Being Ari’s helper meant providing sex, doing his laundry and collecting tithes at public meetings, which were held in Bridgewater, Truro, New Glasgow, Antigonish and North Sydney. Ari’s benefactor made the travel and accommodation arrangements and looked after publicity. As the cavalcade moved through No
va Scotia, attendance grew. By the time it reached North Sydney, at least three hundred were expected to attend and the Forum was booked for several nights. Ari insisted meetings run three or four nights in order to bring in as many newcomers as possible and to allow each and every one of them to tell him their stories before he imparted his wisdom about seeking truth through exploring the higher consciousness.

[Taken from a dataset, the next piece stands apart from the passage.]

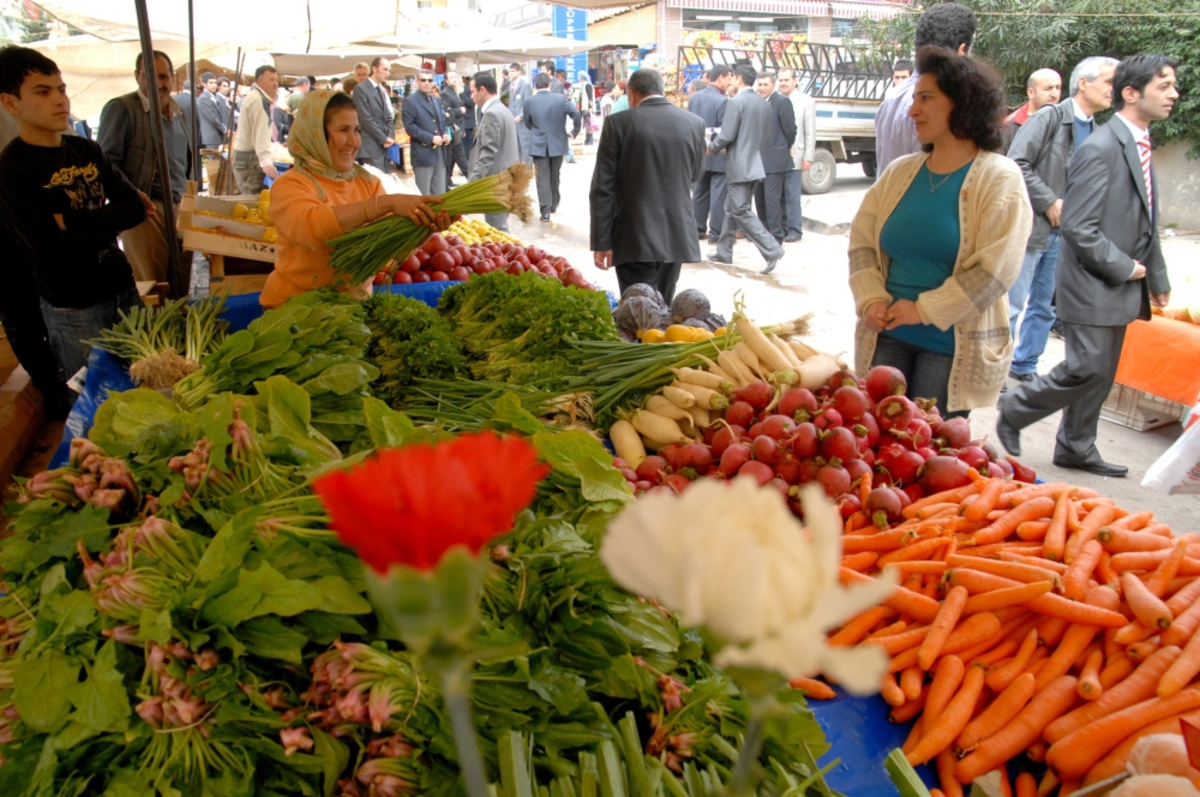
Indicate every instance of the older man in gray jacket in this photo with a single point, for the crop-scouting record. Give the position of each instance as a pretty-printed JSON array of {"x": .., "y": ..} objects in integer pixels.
[{"x": 743, "y": 136}]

Moranna was standing on one side of the door of the North Sydney Forum, a white sweater over her dress—an October chill was in the air—Norma was on the other side of the door and, like Moranna, was collecting the five-dollar entrance fee Ari called a tithe. A burly man with a grizzled crewcut and florid cheeks handed Moranna a bill and bellowed, “Well, if it isn’t Ian MacKenzie’s daughter!” It was Roddy McNeil, the man she’d been strongly attracted to when he made deliveries to her father’s store. “What in the name of God are you doing here?” Moranna was more surprised than embarrassed. Although the Forum was close to Sydney Mines, she hadn’t expected to meet anyone from her hometown. After all, wasn’t she disguised as a vestal virgin?
She left the cavalcade that night, not only because she’d been recognized by Roddy and wanted to avoid being recognized again, but also because she had been jolted out of her stupor and realized Ari was a fake. A woman sitting near the stage had stood up partway through the evening and in a strident voice demanded to know if Ari was married and the father of four children. She said she had attended one of his meetings in Red Deer, Alberta, two years earlier when his wife was present. She glanced at the vestal virgins standing at the back and asked if it was it true that he was married. As usual, Ari took his time answering. Finally he admitted that yes, he was married and the father of four children, but that marriage was only one kind of union, that in the search for truth people experienced other kinds of marriage that involved a union of mind, body and spirit.